More recently, Israeli air-launched missiles and special forces picked off Palestinian uprising leaders. In 1995, motorbike-borne gunmen killed Islamic Jihad chief Fathi Shiqaqi in Malta, and another suspected Mossad team smothered Hamas commander Mahmoud al-Mabhouh in his Dubai hotel in 2010.
Proponents of such tactics say they stave off more ruinous open war and few voices are raised in Israel in condemnation. Mabhouh had helped smuggle rockets to Palestinians, a threat Israel cited in justifying its 2008-2009 offensive on the Gaza Strip, amid international outcry at the high civilian toll.
"When you are fighting terror, targeting the heads of terror organizations is positive," Mizrahi said, justifying killings.
BACK FIRE
Against Iran's nuclear program, Israel - like the United States - has hinted it could resort to military force.

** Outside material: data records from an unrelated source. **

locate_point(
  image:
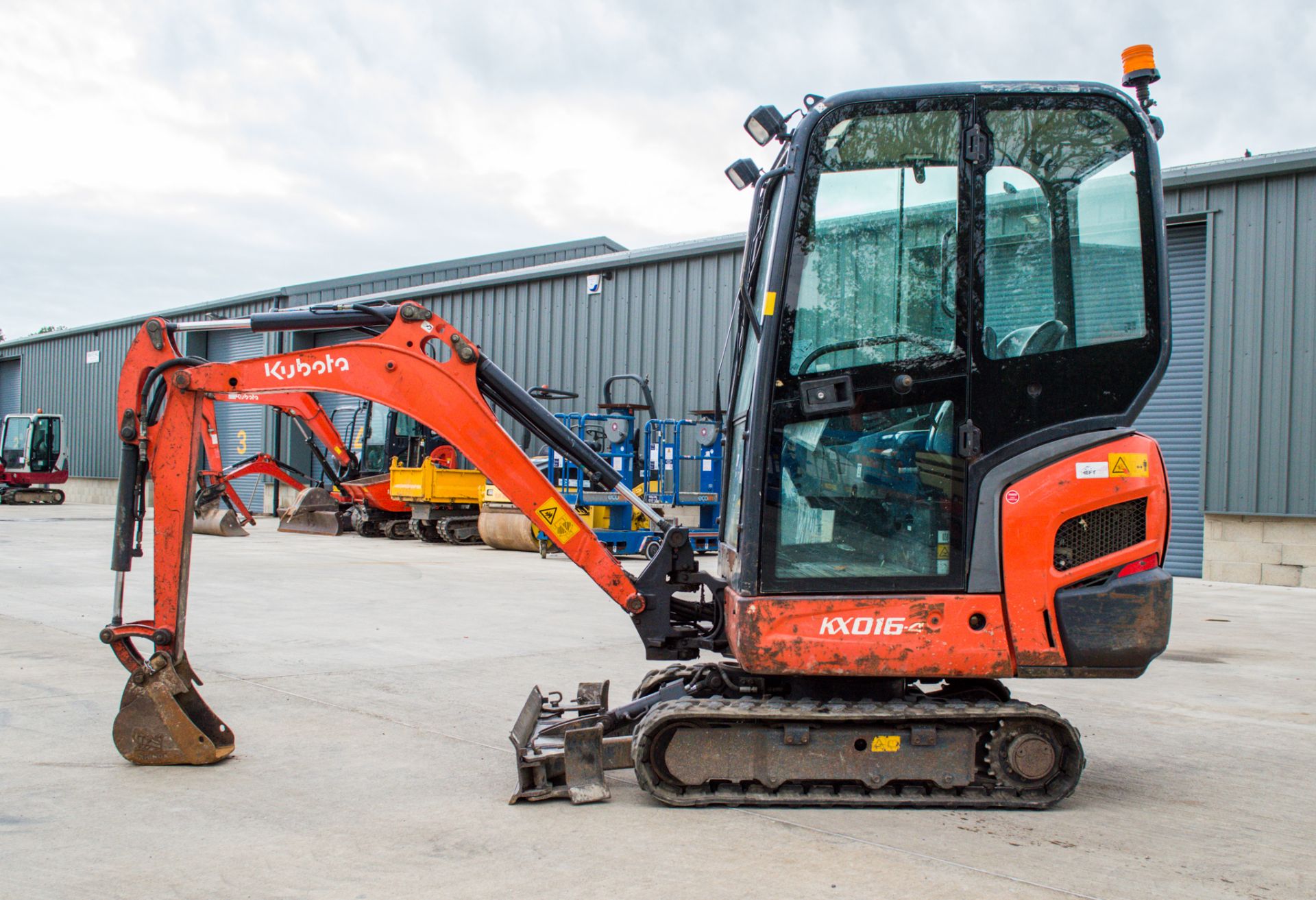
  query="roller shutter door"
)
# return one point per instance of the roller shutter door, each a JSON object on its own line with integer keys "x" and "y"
{"x": 10, "y": 398}
{"x": 1174, "y": 413}
{"x": 241, "y": 424}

But neither is keen to further destabilize the region by opening a new Muslim front, and military experts say Israel alone does not have the firepower to kill off Iran's nuclear program in a single swoop.

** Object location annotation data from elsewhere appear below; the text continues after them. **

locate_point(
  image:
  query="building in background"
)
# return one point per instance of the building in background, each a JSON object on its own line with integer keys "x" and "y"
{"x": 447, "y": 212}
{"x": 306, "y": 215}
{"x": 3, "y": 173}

Assassinations carry their own incalculable risks, as the Mossad learned in 1997 when the men it sent to poison Hamas leader Khaled Meshaal in Amman bungled the job and were caught.
Israeli Prime Minister Benjamin Netanyahu, then in his first term, had ordered the hit under pressure to retaliate for Hamas suicide bombings. He ended up having to repair ties with Jordan by freeing Hamas's spiritual mentor, Sheikh Ahmed Yassin, from prison -- an unexpected boon for Palestinian radicals.
Despite widespread speculation, Iran denied Israeli sabotage was to blame for a blast last November that killed a Revolutionary Guards general. Wednesday it was swift not only to blame Israel, but also to publish the sensitive nature of the victim's work at the uranium enrichment facility of Natanz.
"The Iranians are exposing this in order, ultimately, to provide a large degree of rationale and justification, both domestically and abroad, for what they will eventually consider as a reprisal," said Uzi Rabi, a Middle East expert at Tel Aviv University.
He predicted an "unavoidable showdown," most likely in the Gulf, where Iran has threatened to close the strategic Strait of Hormuz, with a possible spillover in the form of Israeli and Western air strikes on Iran.